You’re something of a celebrity now. You mentioned people giving you too much credit -- there’s a #drunknatesilver hashtag on Twitter, you have people asking if you’re a witch. Is this enjoyable for you, or is it horrifying?

It can be both at once. It’s weird when you’re rushing to catch your plane or something. I got spotted three times at O’Hare airport the other week. Things are different, but it’s good. I think you have to be careful not to be too caught up in your own press clippings. You have to maintain your hunger and your edge a little bit. You don’t want people to throw rose petals around you and say “whatever you say is brilliant.” If you look at my book, “The Signal and the Noise”, it’s all about stories where people made predictions that looked good on paper but failed miserably later on. I used to play poker, and you can be running good for a long time where you feel like it’s the easiest game ever. Then you hit a downstreak, and suddenly...

... you’re the idiot.

Yeah. I’m aware of some of the good fortune I think I’ve had in life. You combine that with hard work and some talent, and you hope to do as well as you can. I don’t want to get soft and lose my edge. If you get opportunities to do too many interviews and people are saying nice things to you all the time, then I worry about that a little bit.

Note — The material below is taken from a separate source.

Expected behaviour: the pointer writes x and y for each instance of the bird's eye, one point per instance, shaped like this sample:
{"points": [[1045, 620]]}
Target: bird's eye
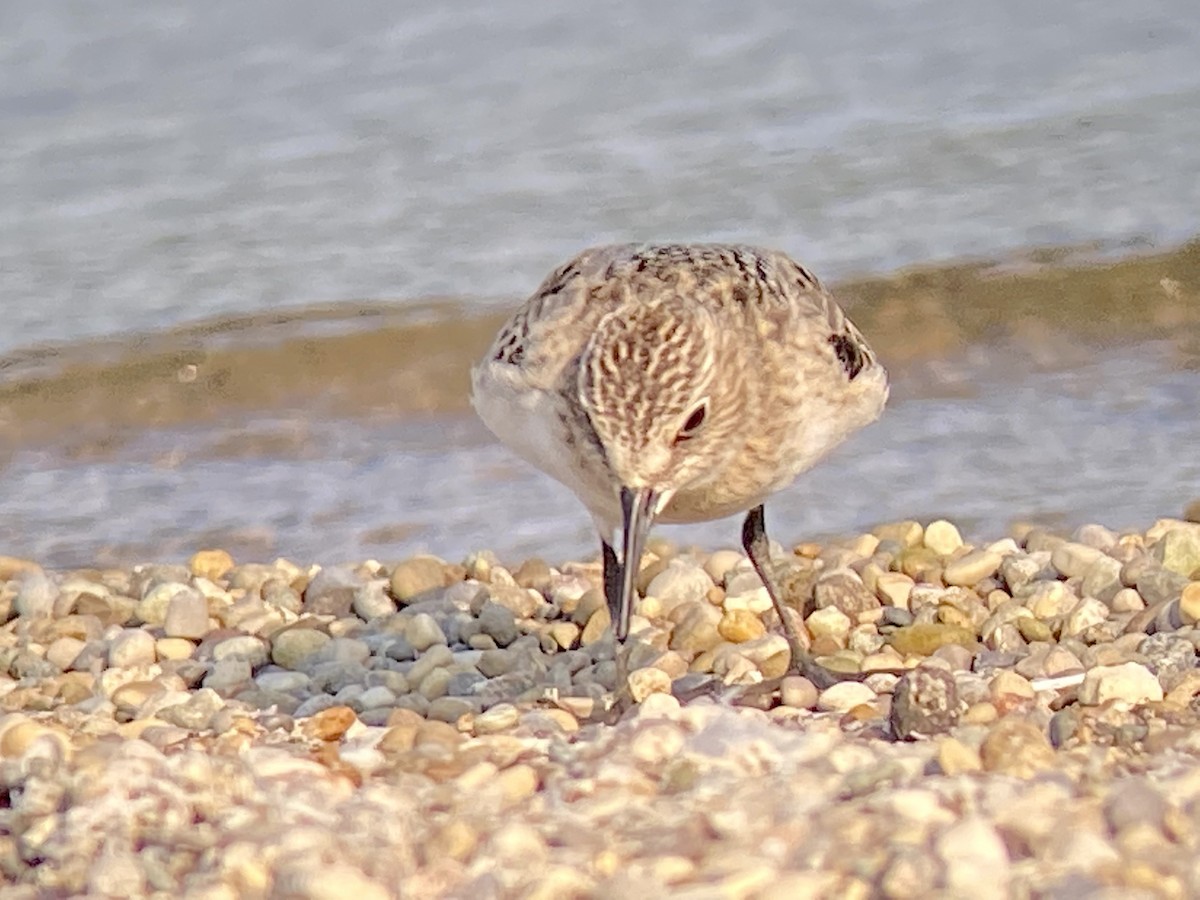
{"points": [[693, 424]]}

What’s next for FiveThirtyEight?

My goal is to expand FiveThirtyEight to cover a wider range of domains. Sports would probably be one of those. I’ve been writing more sports pieces on FiveThirtyEight because I have all this pent-up energy from the election. It’s terrible that the Summer Olympics were in the same year. You don’t get to follow sports as much. In any field where I think a lot of value can be added with statistics and advanced analysis, that’s where we’d go. There are some political stories where we can’t add much -- for example, Barack Obama’s cabinet nominations. You can’t do anything data-driven on that. I wouldn’t want to do something where we’re not adding insight and value. If there’s something that FiveThirtyEight does, I’d want us to do it well, in our own style. Too many people producing web content just want to expand and do things, instead of thinking about “where can I best apply my energy”?